Kristina rides and shows Merida bitless, meaning without the piece that goes inside the horse’s mouth. In the equestrian world, there are many feelings about this style of riding, but for Kristina and Merida, it’s what works. “There are people who don’t want bitless riders to compete with bitted rider, or even at all,” she says. “Some believe there is lack of control, others think it goes against tradition or you can’t get the horse to do all the things you need to without a bit. I am trying to prove that wrong, to pave the way for others who want to ride bitless.”
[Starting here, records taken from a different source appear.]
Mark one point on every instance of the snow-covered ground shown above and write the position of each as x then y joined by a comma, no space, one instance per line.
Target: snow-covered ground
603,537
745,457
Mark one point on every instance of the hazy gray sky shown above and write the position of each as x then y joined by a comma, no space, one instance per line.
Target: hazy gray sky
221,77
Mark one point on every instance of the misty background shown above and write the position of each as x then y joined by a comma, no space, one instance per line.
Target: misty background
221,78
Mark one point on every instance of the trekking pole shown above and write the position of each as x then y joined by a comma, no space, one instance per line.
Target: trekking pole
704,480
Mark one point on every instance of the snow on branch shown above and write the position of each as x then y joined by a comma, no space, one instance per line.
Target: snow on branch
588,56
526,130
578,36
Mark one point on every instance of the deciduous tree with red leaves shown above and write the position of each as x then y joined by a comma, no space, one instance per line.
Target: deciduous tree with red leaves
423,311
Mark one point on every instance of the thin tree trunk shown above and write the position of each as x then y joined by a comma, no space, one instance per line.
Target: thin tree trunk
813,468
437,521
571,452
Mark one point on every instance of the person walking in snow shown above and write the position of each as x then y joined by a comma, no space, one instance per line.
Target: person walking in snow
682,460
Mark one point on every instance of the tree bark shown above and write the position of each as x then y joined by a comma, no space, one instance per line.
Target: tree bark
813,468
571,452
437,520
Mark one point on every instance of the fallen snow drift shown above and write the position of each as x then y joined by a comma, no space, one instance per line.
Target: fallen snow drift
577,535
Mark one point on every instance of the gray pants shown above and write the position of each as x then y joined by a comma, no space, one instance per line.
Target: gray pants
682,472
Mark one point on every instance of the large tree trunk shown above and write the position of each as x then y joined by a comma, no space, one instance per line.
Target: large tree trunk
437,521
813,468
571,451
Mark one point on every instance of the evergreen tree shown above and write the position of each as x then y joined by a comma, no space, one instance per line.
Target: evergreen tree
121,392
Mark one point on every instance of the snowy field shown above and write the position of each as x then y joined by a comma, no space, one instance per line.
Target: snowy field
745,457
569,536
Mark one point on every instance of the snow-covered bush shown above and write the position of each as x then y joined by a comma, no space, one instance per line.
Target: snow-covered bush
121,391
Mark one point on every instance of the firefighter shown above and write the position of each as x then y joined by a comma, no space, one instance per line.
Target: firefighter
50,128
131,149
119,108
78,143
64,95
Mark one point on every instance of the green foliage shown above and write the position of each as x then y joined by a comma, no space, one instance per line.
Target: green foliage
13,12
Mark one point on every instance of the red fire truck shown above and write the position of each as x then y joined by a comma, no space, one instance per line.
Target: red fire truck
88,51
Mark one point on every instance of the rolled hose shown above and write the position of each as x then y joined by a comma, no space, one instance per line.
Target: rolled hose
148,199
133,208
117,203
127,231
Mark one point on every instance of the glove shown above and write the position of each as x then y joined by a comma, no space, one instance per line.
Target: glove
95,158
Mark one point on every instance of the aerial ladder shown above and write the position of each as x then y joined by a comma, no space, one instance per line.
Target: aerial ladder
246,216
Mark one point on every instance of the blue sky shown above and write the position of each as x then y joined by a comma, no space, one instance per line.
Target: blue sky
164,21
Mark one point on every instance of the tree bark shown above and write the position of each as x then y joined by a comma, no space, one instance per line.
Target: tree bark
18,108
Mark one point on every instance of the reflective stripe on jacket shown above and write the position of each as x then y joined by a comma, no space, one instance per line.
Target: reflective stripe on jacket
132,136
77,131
And she is well on her away. On Merida The Bitless’s social media page there is a long list of awards they have accumulated in the last few years in many disciplines including English/Western pleasure and equitation; hunter under saddle; recreational and competition trail; jumping; and even mounted archery, in costume no less. A few of their “big wins” include the 2020 World Wide High Point, pony division for the International Mountain Trail Challenge Association (IMTCA), two-time ambassador mare for the Gypsy Horse Registry of America (GHRA) and 2019 Horse and Human of the Year for the International Registry of Bitless Equestrians (IROBE). Driving is their next adventure. And of course, Merida is always eager to show off her cool tricks. “Just being in the saddle again is the biggest win,” Kristina shares. “I feel like ‘me’ again.”

Merida the Bitless Kristina Lotz Donida Show
The Donida Farm in Auburn has welcomed Kristina and Merida riding bitless at their schoolings shows. They won both the trail high point and the 18+ adult high point at the schooling show in December 2020.

When Kristina is not hard at work as the Publisher of ThurstonTalk, she’s probably in the arena working with Merida, lately on stretches and activities that will help her prepare for her upcoming foaling in July.

“She’s pretty impressive,” Kristina says of Merida. “I give it all to her. She gets all the credit.”